Stores et volets. Graissage du mécanisme ; remplacement des cordes, poulies et de quelques lames.

Murs et sols. Lessivage des murs ; petits raccords de peinture, de tapisserie, de moquette ; rebouchage des trous sur les murs ; remplacement des carrelages ou lames de parquet cassés ; encaustiquage et entretien de la vitrification des parquets ; shampouinage des moquettes.

Sanitaires. Dégorgement ; remplacement des joints et des colliers des canalisations d’eau ; remplacement des joints, clapets et presse-étoupe des robinets ; nettoyage des dépôts de calcaire ; remplacement des flexibles de douches ; remplacement des joints, flotteurs et joints cloches des chasses d’eau.

Électricité. Remplacement des interrupteurs, prises de courant, coupe-circuits et fusibles, des ampoules, tubes lumineux ; réparation ou remplacement des baguettes ou gaines de protection.

Plomberie, chauffage.

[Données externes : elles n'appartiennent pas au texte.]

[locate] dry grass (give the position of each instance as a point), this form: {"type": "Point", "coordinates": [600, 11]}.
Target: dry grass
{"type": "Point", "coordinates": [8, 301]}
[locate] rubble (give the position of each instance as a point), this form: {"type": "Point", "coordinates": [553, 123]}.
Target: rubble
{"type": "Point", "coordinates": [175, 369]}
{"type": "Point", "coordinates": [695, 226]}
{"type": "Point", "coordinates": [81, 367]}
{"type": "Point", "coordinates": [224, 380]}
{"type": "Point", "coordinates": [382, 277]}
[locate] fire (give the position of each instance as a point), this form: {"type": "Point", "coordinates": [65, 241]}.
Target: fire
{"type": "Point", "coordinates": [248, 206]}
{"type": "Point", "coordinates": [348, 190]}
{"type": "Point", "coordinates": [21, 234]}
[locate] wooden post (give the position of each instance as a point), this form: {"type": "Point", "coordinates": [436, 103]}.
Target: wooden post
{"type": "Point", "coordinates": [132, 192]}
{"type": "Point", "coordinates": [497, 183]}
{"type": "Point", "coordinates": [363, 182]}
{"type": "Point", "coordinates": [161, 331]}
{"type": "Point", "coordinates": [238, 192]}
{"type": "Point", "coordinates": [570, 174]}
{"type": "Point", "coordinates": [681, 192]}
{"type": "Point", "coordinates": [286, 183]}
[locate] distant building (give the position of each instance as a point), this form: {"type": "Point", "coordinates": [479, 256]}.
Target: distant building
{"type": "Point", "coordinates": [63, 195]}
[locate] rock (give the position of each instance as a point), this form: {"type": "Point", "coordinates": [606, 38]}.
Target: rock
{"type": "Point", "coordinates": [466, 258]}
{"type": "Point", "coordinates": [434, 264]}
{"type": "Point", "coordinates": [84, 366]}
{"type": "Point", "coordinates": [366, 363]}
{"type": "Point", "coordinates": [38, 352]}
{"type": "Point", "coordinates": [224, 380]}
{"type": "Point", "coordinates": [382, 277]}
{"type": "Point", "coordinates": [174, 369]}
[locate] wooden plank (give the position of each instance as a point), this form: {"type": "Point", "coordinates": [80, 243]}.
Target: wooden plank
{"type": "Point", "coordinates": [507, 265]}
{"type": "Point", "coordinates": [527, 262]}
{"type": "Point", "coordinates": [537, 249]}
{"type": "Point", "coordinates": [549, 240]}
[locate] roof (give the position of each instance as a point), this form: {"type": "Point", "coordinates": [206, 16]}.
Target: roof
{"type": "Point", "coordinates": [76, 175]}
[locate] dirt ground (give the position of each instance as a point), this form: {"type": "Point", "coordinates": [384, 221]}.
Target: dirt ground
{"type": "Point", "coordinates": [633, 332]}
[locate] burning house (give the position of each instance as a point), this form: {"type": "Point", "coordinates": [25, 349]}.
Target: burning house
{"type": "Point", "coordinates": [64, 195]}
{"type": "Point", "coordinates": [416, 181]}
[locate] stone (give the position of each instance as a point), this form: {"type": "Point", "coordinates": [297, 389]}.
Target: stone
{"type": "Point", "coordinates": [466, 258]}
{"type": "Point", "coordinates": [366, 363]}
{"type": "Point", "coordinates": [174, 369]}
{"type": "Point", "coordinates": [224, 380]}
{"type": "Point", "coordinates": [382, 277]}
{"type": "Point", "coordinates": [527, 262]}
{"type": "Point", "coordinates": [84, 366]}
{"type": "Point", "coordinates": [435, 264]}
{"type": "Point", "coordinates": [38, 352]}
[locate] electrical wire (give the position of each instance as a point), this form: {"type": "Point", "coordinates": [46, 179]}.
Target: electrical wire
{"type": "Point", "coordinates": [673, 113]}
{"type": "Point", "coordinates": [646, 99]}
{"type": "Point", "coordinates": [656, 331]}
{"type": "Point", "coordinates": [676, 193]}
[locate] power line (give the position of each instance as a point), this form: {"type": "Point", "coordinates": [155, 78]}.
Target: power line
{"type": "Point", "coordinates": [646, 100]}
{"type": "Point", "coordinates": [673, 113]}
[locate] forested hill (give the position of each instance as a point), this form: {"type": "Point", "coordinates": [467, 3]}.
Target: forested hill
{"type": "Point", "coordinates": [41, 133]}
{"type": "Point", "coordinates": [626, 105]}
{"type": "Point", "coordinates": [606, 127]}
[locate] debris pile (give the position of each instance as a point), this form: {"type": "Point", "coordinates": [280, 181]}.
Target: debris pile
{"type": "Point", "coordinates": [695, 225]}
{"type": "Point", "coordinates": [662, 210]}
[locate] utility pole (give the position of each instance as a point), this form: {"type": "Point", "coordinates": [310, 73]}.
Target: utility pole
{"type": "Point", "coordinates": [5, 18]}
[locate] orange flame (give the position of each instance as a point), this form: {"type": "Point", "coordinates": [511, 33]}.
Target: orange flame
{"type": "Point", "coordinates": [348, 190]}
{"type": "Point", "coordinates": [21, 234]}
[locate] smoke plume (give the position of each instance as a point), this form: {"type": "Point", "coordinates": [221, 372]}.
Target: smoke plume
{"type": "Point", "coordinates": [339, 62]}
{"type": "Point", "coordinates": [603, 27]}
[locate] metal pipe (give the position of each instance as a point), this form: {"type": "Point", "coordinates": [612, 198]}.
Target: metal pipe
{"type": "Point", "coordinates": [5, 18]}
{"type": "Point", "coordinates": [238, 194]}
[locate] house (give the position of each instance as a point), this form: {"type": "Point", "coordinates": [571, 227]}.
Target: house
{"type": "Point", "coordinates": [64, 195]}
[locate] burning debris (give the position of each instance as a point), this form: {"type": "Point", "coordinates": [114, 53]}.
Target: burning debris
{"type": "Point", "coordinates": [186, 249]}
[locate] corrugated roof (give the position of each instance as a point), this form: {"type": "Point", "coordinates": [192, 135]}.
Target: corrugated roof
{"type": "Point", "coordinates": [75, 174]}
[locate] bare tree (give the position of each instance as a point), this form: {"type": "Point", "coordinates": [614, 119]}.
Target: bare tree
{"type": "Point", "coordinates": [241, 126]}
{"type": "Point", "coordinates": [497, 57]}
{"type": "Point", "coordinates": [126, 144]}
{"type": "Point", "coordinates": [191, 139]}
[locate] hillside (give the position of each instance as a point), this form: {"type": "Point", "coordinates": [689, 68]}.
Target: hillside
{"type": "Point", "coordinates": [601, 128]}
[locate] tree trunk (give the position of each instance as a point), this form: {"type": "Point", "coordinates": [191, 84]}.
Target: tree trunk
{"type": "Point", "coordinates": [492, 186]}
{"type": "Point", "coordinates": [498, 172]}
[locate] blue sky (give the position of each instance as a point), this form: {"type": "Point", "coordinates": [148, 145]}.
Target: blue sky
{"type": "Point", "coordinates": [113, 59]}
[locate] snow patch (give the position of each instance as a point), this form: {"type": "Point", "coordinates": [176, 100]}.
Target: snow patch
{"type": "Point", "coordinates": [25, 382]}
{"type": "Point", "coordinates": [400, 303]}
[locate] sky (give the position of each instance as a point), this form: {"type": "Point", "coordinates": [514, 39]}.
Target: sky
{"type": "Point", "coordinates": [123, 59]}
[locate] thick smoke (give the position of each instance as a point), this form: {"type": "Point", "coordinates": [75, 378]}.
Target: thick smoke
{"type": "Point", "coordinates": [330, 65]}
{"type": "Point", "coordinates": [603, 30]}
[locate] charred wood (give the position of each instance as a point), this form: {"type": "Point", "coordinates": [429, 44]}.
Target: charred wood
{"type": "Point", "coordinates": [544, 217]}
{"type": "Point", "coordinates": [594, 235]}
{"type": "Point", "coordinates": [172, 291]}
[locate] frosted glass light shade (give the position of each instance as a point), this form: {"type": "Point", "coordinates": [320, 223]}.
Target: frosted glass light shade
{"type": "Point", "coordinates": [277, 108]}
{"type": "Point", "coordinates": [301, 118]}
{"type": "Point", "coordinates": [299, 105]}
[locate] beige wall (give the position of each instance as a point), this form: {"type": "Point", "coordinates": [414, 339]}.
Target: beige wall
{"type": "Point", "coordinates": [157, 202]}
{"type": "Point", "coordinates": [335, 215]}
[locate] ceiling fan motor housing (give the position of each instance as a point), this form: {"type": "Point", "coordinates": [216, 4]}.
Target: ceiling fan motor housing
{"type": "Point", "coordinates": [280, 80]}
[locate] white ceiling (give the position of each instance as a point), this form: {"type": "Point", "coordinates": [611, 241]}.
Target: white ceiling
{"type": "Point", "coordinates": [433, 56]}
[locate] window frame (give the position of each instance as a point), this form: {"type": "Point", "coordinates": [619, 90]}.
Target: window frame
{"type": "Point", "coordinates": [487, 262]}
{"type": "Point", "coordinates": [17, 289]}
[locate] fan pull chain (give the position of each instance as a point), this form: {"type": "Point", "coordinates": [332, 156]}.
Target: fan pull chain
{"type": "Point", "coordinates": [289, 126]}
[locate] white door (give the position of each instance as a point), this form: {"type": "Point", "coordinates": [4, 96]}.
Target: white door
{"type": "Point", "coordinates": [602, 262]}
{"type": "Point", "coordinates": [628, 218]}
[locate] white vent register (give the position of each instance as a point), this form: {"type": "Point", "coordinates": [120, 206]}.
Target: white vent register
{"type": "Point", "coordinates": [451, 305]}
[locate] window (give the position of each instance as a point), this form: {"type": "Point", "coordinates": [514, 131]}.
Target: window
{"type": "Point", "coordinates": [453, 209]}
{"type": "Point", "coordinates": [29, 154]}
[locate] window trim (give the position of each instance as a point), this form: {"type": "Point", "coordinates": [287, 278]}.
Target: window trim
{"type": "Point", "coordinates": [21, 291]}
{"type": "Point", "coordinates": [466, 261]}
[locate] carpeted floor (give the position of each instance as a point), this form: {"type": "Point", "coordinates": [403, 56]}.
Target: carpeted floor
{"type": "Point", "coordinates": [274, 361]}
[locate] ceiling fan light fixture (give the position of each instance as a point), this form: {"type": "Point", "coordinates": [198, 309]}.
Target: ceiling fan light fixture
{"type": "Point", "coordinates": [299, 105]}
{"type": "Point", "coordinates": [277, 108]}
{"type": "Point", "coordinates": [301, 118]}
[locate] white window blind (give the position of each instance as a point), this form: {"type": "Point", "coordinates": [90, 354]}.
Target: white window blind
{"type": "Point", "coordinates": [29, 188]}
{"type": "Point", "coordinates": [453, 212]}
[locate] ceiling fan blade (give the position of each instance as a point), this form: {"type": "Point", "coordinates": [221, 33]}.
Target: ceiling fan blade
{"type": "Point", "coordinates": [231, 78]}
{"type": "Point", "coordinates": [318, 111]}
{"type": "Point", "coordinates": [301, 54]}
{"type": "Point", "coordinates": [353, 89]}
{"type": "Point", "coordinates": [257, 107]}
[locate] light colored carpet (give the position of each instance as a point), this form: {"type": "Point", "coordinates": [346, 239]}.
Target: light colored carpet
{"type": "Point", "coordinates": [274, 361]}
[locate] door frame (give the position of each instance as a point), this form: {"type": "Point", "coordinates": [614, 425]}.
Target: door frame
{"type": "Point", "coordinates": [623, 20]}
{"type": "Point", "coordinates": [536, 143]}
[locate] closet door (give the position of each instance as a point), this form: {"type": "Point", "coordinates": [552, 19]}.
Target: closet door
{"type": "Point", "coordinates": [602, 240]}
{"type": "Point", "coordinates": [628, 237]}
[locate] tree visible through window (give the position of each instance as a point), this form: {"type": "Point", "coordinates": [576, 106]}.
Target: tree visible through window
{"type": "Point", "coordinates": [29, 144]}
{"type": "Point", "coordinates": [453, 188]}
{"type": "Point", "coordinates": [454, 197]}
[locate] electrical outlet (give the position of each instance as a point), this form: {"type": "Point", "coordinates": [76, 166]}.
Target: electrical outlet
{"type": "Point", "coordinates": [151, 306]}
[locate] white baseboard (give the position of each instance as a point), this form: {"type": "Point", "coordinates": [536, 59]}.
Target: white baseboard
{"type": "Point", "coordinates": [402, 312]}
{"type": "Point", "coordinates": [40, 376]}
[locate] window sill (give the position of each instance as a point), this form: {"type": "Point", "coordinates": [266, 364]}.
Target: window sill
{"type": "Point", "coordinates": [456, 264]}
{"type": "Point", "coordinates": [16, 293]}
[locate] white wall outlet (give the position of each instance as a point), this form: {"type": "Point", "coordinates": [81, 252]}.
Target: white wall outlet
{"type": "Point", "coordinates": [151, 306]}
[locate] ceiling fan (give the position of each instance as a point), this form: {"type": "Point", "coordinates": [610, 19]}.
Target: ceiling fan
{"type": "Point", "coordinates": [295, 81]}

Entretien courant des robinets, siphons et ouvertures d’aération ; remplacement périodique des tuyaux de raccordement ; remplacement des bilames, pistons, membranes, boîtes à eau, allumages piézoélectriques, clapets et joints des appareils à gaz ; rinçage et nettoyage des corps de chauffe et tuyauteries ; ramonage des conduits d’évacuation des fumées et des gaz.

Placards. Entretien courant et menues réparations ; remplacement des tablettes et tasseaux et réparation de leur dispositif de fermeture ; fixation de raccords et remplacement de pointes de menuiseries.

Maisons individuelles. Dégorgement des descentes d’eaux pluviales, chéneaux et gouttières ; entretien des allées, pelouses, massifs, bassins et piscines ; arrosage, taille, élagage, échenillage des arbres et arbustes ; remplacement des arbustes ; réparation et remplacement des installations d’arrosage ; vidange des fosses septiques, d’aisance et puisards.